= Cyclic and separating vector =

Von Neumann

In mathematics, the notion of a cyclic and separating vector is important in the theory of von Neumann algebras, and, in particular, in Tomita–Takesaki theory. A related notion is that of a vector that is cyclic for a given operator. The existence of cyclic vectors is guaranteed by the Gelfand–Naimark–Segal (GNS) construction.

== Definitions ==
Given a Hilbert space H and a linear space A of bounded linear operators in H, an element Ω of H is said to be cyclic for A if the linear space AΩ = {aΩ: a ∈ A} is norm-dense in H. The element Ω is said to be separating if aΩ = 0 for a in A implies that a = 0. Note that:

- Any element Ω of H defines a semi-norm p on A, with p(a) = ||aΩ||. The statement that "Ω is separating" is then equivalent to the statement that p is actually a norm.
- If Ω is cyclic for A, then it is separating for the commutant A′ of A in B(H), which is the von Neumann algebra consisting of all bounded operators in H that commute with all elements of A, where A is a subset of B(H). In particular, if a belongs to the commutant A′ and satisfies aΩ = 0 for some Ω, then for all b in A, we have that 0 = baΩ = abΩ. Because the subspace bΩ for b in A is dense in the Hilbert space H, this implies that a vanishes on a dense subspace of H. By continuity, this implies that a vanishes everywhere. Hence, Ω is separating for A′.

The following, stronger result holds if A is a *-algebra (an algebra that is closed under adjoints) and unital (i.e., contains the identity operator 1). For a proof, see Proposition 5 of Part I, Chapter 1 of von Neumann algebras.

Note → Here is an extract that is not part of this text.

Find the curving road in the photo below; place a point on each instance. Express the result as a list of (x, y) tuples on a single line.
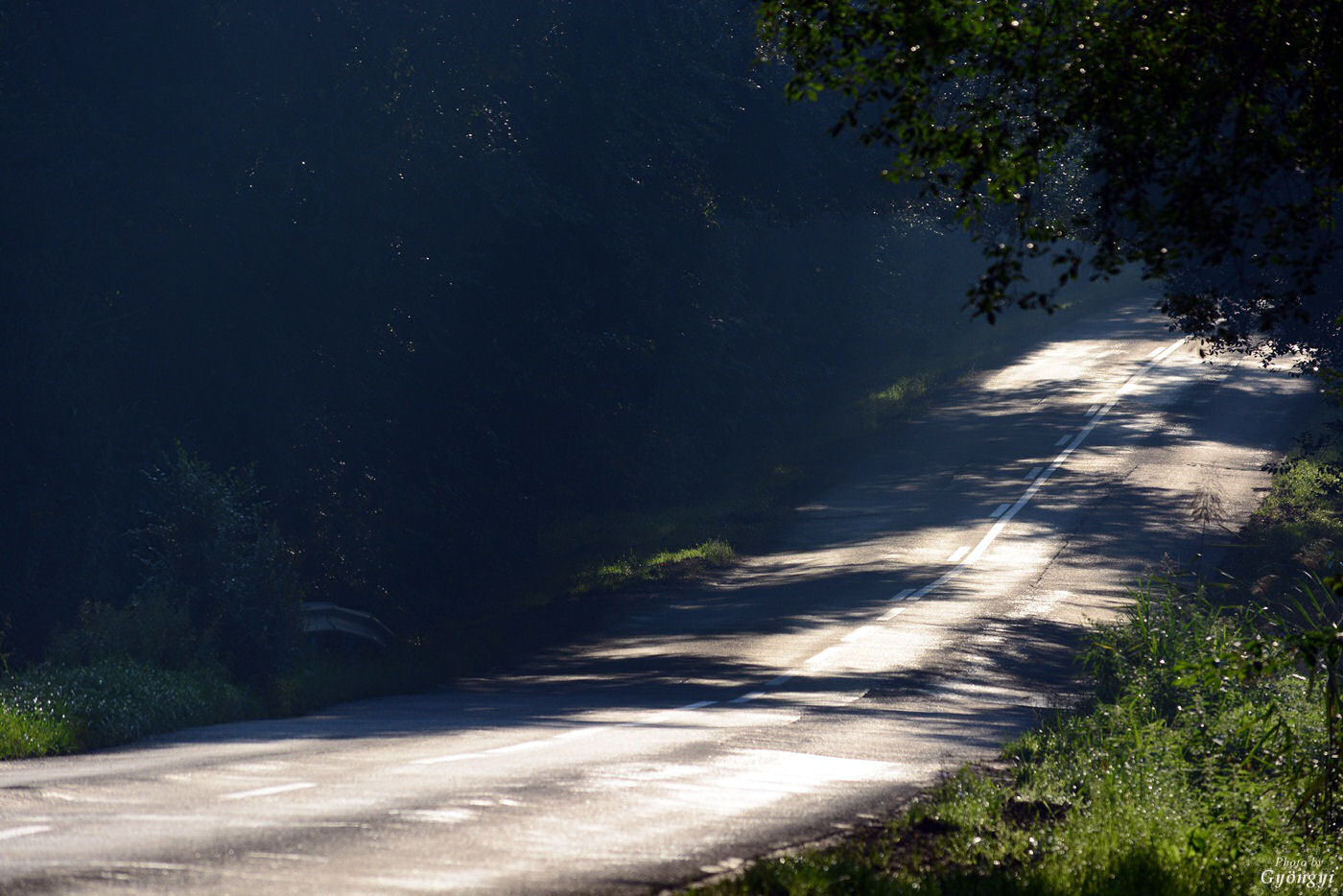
[(913, 620)]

Proposition If A is a *-algebra of bounded linear operators on H and 1 belongs to A, then Ω is cyclic for A if and only if it is separating for the commutant A′.

A special case occurs when A is a von Neumann algebra, in which case a vector Ω that is cyclic and separating for A is also cyclic and separating for the commutant A′.

== Positive linear functionals ==
A positive linear functional ω on a *-algebra A is said to be faithful if, for any positive element a in A, ω(a) = 0 implies that a = 0.

Every element Ω of the Hilbert space H defines a positive linear functional ω_{Ω} on a *-algebra A of bounded linear operators on H via the inner product ω_{Ω}(a) = (aΩ,Ω), for all a in A. If ω_{Ω} is defined in this way and A is a C*-algebra, then ω_{Ω} is faithful if and only if the vector Ω is separating for A. Note that a von Neumann algebra is a special case of a C*-algebra.

Proposition Let φ and ψ be elements of H that are cyclic for A. Assume that ω_{φ} = ω_{ψ}. Then there exists an isometry U in the commutant A′ such that φ = Uψ.